Ceci nous amène à constater que si le stock considérable d’outils fournis par les forgerons dans le cadre de la guerre à Bangoulap n’explique pas leur exploit dans diverses campagnes. Il est l’un des éléments qui l’ont rendu possible.

Parce qu’il est le ravitailleur de l’armée en guerre, le forgeron nécessite une considération particulière de la part du village   en général et des hommes politiques en particulier. Devenu stratège, il est recherché par l’ennemi qui voudrait détruire ses installations ou son foyer (terre brulée) C’est pourquoi le quartier LFENG reconnu pour sa consonance industrielle bénéficiant à l’approche de chaque campagne militaire d’une protection spéciale de la part d’un con contingent de l’armée. La forge avait pour cela une farce politique. L’autre domaine dans lequel l’art de forger a pu s’imposer c’est la culture.
Le résidu de fer qui restait au fond du foyer ardent était utilisé pour la fabrication de cartouches. De cette pratique dérivé le surnom TAANKOO-NGAN (père des cartouches) érigé ensuite en éloge  ou NDAPP. De même l’éloge NGOU-LAAA (fille de la forge) a été attribué aux filles ressortissantes de LAFENG pour leur affinité avec les praticiens de cet art.

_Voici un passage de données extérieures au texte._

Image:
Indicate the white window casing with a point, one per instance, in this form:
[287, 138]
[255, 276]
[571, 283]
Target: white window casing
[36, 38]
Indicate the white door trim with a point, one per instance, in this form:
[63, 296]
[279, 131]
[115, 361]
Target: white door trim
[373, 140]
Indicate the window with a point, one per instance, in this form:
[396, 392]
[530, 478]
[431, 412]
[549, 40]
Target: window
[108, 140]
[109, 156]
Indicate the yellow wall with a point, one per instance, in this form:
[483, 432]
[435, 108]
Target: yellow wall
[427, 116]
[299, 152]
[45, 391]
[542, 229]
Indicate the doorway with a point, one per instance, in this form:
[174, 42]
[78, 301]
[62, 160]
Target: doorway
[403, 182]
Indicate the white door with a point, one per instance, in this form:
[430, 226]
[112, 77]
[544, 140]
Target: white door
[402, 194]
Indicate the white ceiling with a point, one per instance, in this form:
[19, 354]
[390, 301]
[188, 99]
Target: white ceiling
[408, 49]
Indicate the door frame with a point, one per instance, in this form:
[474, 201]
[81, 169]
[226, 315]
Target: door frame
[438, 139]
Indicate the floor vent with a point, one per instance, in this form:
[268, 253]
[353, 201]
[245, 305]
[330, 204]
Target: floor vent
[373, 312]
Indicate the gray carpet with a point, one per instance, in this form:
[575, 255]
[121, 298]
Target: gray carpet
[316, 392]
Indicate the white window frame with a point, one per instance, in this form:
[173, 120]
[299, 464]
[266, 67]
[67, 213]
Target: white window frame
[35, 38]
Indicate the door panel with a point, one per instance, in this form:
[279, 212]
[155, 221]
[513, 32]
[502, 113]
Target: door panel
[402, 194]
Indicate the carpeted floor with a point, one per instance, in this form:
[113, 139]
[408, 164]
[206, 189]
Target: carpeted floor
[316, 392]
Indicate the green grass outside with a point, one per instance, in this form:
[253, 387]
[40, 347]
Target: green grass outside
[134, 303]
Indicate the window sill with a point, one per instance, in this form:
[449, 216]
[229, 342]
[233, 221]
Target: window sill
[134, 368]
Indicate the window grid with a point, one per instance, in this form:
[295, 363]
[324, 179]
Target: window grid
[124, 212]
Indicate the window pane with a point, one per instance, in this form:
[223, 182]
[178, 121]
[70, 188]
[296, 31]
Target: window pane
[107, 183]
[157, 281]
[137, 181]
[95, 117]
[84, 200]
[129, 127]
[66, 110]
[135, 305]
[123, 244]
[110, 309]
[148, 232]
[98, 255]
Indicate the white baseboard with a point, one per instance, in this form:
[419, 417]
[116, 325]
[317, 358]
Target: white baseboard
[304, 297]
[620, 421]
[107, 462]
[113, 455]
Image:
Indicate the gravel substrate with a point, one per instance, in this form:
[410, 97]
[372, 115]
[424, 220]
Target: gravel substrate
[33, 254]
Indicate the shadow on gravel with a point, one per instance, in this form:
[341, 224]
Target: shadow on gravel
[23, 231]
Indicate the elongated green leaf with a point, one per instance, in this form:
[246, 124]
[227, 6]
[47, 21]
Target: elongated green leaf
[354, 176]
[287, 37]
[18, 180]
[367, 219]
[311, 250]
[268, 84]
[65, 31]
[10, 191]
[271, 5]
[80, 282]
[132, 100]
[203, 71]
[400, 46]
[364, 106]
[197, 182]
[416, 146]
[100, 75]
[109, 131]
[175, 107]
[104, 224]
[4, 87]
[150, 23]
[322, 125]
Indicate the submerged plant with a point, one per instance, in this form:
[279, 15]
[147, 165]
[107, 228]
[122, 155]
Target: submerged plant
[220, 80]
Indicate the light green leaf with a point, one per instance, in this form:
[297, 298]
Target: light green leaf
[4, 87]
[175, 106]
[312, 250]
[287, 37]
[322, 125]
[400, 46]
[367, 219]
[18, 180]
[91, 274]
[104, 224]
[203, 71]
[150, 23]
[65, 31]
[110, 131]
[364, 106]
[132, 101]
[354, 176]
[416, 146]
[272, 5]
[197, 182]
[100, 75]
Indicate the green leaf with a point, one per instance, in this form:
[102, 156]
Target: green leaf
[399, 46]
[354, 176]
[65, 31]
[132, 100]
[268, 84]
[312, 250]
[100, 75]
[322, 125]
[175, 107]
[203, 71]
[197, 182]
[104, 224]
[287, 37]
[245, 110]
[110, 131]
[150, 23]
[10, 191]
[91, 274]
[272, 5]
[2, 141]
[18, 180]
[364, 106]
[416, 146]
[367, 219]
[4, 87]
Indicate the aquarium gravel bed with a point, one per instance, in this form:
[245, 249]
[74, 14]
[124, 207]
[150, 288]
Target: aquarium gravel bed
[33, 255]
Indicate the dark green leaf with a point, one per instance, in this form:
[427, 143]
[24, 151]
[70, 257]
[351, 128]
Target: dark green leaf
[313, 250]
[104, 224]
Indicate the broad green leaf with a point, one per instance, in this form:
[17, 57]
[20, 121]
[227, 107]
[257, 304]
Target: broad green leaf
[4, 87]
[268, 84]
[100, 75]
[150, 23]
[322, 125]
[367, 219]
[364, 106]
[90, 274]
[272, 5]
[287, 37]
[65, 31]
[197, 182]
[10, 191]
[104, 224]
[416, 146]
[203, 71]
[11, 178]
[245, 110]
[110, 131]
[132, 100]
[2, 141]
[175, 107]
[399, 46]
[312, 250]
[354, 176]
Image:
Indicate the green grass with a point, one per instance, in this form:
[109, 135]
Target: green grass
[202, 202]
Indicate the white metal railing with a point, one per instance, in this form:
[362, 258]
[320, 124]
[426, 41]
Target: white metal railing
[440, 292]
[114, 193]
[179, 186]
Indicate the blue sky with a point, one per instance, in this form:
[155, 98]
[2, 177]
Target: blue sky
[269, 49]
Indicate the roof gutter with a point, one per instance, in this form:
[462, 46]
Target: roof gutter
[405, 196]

Le LAA, la danse traditionnelle des femmes de ce quartier découle de l’imitation rythmique du bruit de la forge.

Enfin, certains instruments de danses folklorique tels que les lances, les épées, les barres de fer provenant de la forge. De ce fait nous pouvons affirmer que les forgerons ont eu leur rapport dans le rayonnement culturel de Bangoulap.

L’impact de la forge dans Bangoulap d’autrefois se percevait sur une quatriple dimension : culturelle, politique, militaire et surtout matérielle. La pénétration Européenne aura réduit la grossièreté dans la forme des objets, amélioré la production tant qualitativement que quantitativement.

De telles vérités ne peuvent que dénuder certaine illusion ethnocentriste selon laquelle l’Afrique n’est qu’un dessert culturel.